Securities participants are next on the hitlist for cyber attackers – BAE Systems and Swift report

In an interview with Finextra, BAE Systems’ head of cyber security consulting practice Robin Oldham shares new research conducted with interbank messaging network Swift, which profiles the way in which sophisticated cyber crime gangs are moving up the value chain in search of big wins in the wholesale payments and capital markets arena.

Oldham says that Advanced Persistent Threat (APT) Groups are increasingly run like commercial organisations and as such are prepared to invest the time and resources to maximise their profits.

“Banking trojans have always attacked banking customers but there is an increasing level of sophistication emerging, because of the potential reward," he says. "It comes down to return on investment and as groups have evolved, they’ve moved from targeting individuals to targeting institutions.”

The BAE Systems and Swift report released today, ‘The Evolving Advanced Cyber Threat to Financial Markets’, identifies the capital markets arena - with its complex and diverse stakeholder structures - as particularly vulnerable.

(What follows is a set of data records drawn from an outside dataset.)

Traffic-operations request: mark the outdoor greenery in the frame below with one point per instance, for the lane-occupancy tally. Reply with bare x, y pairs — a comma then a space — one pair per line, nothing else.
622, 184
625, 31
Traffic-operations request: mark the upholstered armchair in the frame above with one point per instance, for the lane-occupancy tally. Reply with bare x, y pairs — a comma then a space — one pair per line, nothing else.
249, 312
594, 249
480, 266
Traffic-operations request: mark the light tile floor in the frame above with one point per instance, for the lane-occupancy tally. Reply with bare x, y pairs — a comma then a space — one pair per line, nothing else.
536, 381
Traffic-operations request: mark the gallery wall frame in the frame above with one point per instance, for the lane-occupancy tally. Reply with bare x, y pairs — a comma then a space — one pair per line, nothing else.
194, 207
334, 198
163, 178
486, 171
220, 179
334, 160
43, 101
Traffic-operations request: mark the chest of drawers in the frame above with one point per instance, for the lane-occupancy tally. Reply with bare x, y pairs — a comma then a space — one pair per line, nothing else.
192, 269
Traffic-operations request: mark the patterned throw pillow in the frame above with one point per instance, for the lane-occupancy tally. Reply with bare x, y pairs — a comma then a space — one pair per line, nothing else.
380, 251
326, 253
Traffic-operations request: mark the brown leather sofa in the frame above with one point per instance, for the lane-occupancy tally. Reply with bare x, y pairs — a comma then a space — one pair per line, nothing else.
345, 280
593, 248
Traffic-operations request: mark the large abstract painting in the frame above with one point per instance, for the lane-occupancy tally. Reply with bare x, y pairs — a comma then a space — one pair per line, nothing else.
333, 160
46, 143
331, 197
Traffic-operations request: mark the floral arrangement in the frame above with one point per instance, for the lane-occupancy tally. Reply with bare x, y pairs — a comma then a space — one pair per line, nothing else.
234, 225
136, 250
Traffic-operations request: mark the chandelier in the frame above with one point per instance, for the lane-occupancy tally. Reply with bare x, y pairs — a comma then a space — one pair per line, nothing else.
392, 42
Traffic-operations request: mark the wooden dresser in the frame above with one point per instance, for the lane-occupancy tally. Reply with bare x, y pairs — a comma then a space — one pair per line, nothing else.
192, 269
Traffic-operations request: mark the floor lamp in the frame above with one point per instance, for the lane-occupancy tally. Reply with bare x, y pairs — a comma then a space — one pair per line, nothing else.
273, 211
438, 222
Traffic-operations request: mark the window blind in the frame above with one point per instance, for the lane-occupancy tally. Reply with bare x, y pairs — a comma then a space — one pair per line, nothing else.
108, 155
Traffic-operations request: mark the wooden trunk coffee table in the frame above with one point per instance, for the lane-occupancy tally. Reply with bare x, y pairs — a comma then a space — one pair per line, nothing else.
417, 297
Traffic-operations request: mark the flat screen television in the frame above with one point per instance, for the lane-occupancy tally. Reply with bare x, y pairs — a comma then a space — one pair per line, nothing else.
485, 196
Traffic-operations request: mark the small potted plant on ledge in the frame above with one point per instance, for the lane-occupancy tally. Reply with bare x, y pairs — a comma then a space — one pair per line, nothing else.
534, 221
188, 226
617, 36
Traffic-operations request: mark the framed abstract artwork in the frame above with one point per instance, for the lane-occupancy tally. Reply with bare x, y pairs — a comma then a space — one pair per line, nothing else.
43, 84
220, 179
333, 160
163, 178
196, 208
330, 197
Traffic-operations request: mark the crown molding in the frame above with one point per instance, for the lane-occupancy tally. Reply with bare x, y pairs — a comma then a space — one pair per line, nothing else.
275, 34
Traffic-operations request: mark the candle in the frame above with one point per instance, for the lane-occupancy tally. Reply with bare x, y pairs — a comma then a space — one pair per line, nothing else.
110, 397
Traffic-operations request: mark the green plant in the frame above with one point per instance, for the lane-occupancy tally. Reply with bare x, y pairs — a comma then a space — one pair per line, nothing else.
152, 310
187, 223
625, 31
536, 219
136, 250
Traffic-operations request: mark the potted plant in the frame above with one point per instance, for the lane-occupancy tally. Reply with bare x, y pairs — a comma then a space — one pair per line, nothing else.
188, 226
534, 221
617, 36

Says Oldham: “Because of the inter-reliance and large surface area, threat actors may try to exploit by falsifying records and changing ownership of securities and due to the traceability between central security depositaries, it is hard to reconcile what has happened and it would take time to figure it out. Alongside this, high frequency trades are being made quickly so subtle changes would be problematic to reverse."

He points to previous big ticket heists, such as the Carbanak swoop on ATMs, and the Bangladesh bank attack, as evidence of the increasing sophistication - and financial knowledge - of criminal gangs.

“The accounts that the money was transferred into were opened nine months before the attack, so they were not opportunist," he says. "It was a well-researched and they planned to capitalise on it. It warrants investment of time, assuming they get the reward and it’s all about understanding how organisations work and how vulnerable they are.”

Just last week, ECB board member Benoît Cœuré warned that the next financial crisis may well be triggered by a cyber attack, pointing to the persistence of shadowy criminal gangs in targeting wholesale institutions.